Osmanlı Türk İmparatorluğu’nun kurulduğu tarihten itibaren yüzyıllar boyu bu aileye bütün güçleriyle hizmet eden Çandarlılar hakkında, tarihin çok defa gün ışığına çıkmamış sayfaları arasında kesin bir sonuca varılabilmesi mümkün olamıyor.

Aslında devletin geleceğini düşündüğü söylenen Çandarlı; İstanbul kuşatması sırasında Avrupa'da yeni bir haçlı ittifakı ortaya çıkacağından kuşkulandığını ve bu nedenle kuşatmanın zayıflatılmasını ve hatta kaldırılmasını II. Mehmet'e tavsiye etti.
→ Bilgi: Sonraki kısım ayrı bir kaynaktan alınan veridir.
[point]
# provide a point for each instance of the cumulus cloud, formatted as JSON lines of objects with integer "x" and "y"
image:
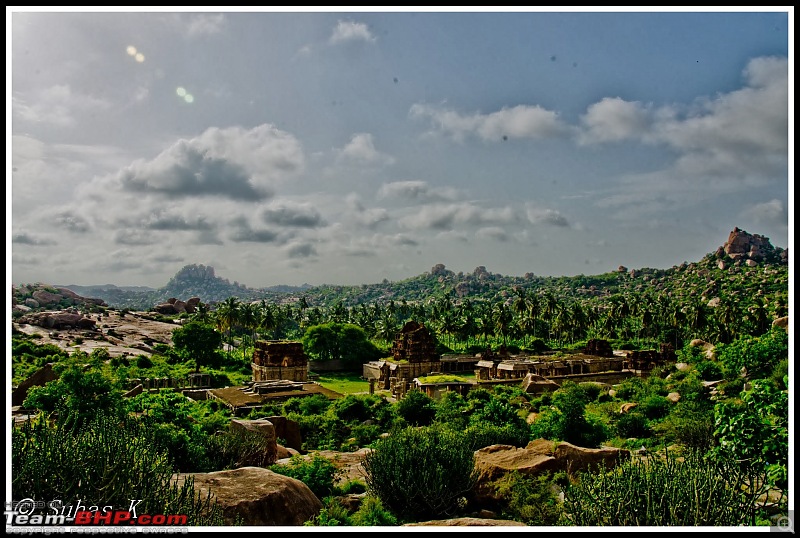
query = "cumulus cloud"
{"x": 204, "y": 24}
{"x": 23, "y": 238}
{"x": 416, "y": 190}
{"x": 134, "y": 238}
{"x": 739, "y": 133}
{"x": 301, "y": 250}
{"x": 231, "y": 163}
{"x": 293, "y": 214}
{"x": 351, "y": 31}
{"x": 541, "y": 215}
{"x": 445, "y": 217}
{"x": 771, "y": 212}
{"x": 612, "y": 120}
{"x": 72, "y": 222}
{"x": 57, "y": 105}
{"x": 522, "y": 121}
{"x": 361, "y": 150}
{"x": 493, "y": 233}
Bu tavsiyeleri orduda ve devlet kapılarında Çandarlı Halil Paşa'nın Bizans'tan rüşvet aldığı söylentilerinin dolaşmasına neden oldu. II. Mehmet bu dedikoduları çok ciddiye aldığını açıklayarak Baş vezir Çandarlı Halil'i görevinden azletti. Çandarlı Halil Paşa ve çocukları tutuklandı. Çocukları daha sonra serbest bırakıldı ama Çandarlı Halil Paşa Yedikule’de Altın Kapı’da kırk gün hapis edildi. 10 Temmuz’da gözlerine mil çekildi ve daha sonra 10 Temmuz 1453 tarihinde idam edildi. Boyun eğeceği yerde Sultan’a dik baktığı iddia edilir. Daha sonra oğlu İbrahim Paşa tarafından İznik’e götürülüp türbesine gömüldü.

Sonuçta; II. Mehmet bu politikasıyla kendi otoritesini pekiştirmiş ve herkesin kendisine-genç sultana- boyun eğmesini sağlamıştır. Çandarlı Halil paşanın idamı ile Osmanlı hükümranlığında dönme/devşirme kökenlilerin yüzyıllar boyu sürecek olan iktidarı başlamıştır. Türkmen kökenli diğer güçlü aileler hızla yönetim merkezinden uzaklaştırılmış sınır illerine sürgün edilmiş ve cephelerden kullanılmışlardır.